I’LL BUY A COPY OF “Twenty-One Trees” from Mountain To Arboretum, photographed by Rob Cardillo, for one lucky reader. All you have to do to enter is answer this question in the comments box farther down the page:

Is there a favorite garden-sized native woody plant in your yard that you are particularly fond of?

No answer, or feeling shy? Just say “count me in” or something to that effect, and I will, but a reply is even better. I’ll pick a winner after entries close at midnight Tuesday October 12, 2021. Good luck to all.

prefer the podcast version of the show?

MY WEEKLY public-radio show, rated a “top-5 garden podcast” by “The Guardian” newspaper in the UK, began its 11th year in March 2020. In 2016, the show won three silver medals for excellence from the Garden Writers Association. It’s produced at Robin Hood Radio, the smallest NPR station in the nation. Listen locally in the Hudson Valley (NY)-Berkshires (MA)-Litchfield Hills (CT) Mondays at 8:30 AM Eastern, rerun at 8:30 Saturdays. Or play the Oct. 4, 2021 show using the player near the top of this transcript. You can subscribe to all future editions on iTunes/Apple Podcasts or Spotify or Stitcher (and browse my archive of podcasts here).

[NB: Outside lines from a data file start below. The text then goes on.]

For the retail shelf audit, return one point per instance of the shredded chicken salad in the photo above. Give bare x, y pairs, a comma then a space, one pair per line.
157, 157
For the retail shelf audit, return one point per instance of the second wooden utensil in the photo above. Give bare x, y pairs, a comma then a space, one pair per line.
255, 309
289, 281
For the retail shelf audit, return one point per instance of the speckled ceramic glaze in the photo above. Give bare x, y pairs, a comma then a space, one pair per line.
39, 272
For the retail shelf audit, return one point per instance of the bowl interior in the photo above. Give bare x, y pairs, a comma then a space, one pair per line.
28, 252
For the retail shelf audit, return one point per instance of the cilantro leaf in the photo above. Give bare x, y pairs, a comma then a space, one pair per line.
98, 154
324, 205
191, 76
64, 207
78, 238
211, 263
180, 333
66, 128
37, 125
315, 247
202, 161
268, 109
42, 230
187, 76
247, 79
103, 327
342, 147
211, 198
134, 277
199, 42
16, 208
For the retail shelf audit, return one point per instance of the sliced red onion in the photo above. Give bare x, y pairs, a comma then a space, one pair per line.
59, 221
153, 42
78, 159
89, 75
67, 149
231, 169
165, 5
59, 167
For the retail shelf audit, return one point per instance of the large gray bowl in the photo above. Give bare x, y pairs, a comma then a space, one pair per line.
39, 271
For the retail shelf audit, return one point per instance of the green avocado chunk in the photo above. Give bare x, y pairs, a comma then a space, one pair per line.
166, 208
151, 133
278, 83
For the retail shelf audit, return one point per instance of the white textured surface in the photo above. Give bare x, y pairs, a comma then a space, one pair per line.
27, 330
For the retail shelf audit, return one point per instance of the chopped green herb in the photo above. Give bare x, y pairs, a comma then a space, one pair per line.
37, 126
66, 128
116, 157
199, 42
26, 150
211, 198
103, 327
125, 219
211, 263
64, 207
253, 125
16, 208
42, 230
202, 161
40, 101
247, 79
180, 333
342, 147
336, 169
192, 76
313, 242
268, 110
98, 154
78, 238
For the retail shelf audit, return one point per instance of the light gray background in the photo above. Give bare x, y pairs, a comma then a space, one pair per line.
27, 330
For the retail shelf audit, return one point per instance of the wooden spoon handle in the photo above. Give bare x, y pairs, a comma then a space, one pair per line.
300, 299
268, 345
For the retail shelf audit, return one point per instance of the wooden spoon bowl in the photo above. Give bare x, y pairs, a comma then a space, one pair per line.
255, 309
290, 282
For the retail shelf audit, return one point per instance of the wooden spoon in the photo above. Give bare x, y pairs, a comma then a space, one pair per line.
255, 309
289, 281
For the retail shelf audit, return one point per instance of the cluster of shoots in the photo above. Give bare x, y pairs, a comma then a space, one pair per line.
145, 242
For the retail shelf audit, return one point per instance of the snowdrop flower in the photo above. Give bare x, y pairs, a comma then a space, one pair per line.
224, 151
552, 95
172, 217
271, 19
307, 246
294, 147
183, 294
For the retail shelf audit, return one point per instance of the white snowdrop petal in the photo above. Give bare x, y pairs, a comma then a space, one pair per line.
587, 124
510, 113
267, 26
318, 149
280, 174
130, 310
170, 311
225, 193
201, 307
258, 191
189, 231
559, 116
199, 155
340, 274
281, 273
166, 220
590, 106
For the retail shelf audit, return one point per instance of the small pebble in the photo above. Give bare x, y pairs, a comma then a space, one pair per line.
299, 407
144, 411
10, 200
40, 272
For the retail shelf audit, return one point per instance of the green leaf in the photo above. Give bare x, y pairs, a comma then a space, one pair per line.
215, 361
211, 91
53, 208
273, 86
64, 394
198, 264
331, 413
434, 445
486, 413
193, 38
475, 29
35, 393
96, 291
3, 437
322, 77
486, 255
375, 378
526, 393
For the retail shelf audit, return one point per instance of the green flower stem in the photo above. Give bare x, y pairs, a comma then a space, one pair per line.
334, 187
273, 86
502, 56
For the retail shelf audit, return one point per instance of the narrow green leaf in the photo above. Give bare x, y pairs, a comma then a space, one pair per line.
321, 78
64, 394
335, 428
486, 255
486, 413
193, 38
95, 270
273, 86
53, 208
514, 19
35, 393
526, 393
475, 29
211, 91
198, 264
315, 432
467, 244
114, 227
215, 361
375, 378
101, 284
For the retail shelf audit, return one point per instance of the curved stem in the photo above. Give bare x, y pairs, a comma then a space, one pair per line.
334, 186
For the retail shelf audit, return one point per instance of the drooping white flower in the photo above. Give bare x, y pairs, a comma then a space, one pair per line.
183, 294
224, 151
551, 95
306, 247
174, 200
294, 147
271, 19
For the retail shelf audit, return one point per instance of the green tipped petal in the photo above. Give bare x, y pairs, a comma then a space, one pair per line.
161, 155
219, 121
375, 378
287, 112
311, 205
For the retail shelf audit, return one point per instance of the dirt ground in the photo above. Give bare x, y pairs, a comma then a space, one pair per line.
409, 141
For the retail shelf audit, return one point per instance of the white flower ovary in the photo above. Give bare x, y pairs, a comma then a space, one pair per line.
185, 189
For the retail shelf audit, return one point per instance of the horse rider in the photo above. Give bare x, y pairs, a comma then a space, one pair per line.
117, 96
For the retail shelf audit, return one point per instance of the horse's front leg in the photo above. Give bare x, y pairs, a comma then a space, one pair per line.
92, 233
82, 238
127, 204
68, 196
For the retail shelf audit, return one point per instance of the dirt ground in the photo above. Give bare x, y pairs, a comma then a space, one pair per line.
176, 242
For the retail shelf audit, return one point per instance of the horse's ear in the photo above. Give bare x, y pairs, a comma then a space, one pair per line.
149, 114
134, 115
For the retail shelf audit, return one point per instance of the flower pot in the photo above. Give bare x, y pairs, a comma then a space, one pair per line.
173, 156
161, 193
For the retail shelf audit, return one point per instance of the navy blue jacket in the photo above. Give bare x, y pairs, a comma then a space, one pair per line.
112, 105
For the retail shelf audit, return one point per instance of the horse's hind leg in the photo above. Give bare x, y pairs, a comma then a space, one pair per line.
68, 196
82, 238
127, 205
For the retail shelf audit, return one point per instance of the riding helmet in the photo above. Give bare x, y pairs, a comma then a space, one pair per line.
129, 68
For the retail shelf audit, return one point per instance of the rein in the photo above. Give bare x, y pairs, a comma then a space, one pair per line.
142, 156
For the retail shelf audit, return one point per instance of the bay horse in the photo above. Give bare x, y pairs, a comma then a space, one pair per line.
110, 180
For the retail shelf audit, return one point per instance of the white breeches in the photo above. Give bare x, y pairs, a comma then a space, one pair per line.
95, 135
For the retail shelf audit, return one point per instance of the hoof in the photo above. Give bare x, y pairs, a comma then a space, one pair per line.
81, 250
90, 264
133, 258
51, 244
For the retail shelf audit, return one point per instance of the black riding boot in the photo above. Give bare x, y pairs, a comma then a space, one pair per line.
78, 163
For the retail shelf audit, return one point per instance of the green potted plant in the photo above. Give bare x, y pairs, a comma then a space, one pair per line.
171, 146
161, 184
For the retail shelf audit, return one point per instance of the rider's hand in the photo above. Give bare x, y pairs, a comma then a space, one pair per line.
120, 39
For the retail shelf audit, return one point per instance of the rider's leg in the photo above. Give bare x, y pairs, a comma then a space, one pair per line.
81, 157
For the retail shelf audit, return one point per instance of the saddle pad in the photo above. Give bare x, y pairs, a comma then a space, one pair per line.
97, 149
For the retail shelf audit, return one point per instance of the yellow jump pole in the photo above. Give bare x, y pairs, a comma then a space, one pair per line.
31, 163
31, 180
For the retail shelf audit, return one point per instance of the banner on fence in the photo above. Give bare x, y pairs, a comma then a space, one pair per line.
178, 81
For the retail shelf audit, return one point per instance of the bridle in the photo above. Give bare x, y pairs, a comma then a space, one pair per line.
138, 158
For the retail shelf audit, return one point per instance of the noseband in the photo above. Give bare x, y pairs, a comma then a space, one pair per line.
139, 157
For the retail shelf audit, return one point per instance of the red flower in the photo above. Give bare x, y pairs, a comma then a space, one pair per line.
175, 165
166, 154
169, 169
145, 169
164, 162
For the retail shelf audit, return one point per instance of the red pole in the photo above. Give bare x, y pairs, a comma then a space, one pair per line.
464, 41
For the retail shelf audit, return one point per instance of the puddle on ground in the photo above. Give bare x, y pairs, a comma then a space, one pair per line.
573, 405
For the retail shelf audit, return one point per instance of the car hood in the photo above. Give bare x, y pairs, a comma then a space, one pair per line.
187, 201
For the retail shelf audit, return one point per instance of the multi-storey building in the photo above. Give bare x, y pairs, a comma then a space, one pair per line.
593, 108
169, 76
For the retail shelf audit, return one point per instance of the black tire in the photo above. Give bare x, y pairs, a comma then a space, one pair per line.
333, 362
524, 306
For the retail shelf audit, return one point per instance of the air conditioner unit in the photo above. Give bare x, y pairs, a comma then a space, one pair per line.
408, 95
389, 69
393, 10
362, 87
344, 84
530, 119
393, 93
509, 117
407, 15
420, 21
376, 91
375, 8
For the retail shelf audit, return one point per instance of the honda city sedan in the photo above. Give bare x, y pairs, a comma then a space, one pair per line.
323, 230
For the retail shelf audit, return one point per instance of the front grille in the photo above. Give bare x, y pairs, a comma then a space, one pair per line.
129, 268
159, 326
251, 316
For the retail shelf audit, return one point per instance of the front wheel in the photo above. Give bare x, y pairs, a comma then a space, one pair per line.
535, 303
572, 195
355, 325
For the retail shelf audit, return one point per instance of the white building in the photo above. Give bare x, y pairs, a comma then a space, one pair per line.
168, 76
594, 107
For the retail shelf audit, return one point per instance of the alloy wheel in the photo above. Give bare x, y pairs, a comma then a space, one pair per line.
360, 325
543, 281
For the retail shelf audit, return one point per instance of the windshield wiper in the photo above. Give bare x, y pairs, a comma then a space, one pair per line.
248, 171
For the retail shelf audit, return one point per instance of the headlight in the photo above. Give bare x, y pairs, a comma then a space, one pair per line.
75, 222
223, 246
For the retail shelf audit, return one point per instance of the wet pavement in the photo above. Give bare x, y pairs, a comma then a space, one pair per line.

  1. Alexis Mack Penzell says:

    I’m reworking a garden whose footprint and ecosystem dramatically changed when we had to cut down some diseased trees. It’s so interesting to plan out what to balance the ferns, snowball viburnum, my fave, and rhododendrum in the midst of our wooded surroundings. I have so much to learn about native plantings that would work in my area and would love to have a copy of “Twenty-one Trees…” Thanks for the opportunity!

  2. margaret says:

    AND THE WINNER IS: Emery. Thanks to all of you for your continued enthusiasm for my guests and the knowledge they share with us. Much appreciated.

  3. I love Spicebush as a low tree/ tall shrub:6-10’, lindera benzoin. They have a pretty vase shape, and an open habit so I can fit hellebores and spring ephemerals at their base. Males produce fluffy yellow flowers, are home to spicetailed butterflies, and other pollinators, females have vivid fall color, and are sprinkled w red berries for the winter birds. They do best in shrub borders or woodland areas with lots of moisture and shade., zones 4-8.

  4. Patti says:

    My favorites are our blueberries. Currently we have 17 bushes and I plan to add more, both for us to eat and for wildlife. We are continually planting more and more native trees and shrubs in order to transform our old family dairy farm back into a more ecologically-friendly place. As an educator, I would love to eventually use our farm to teach children more about the importance of preserving our environment.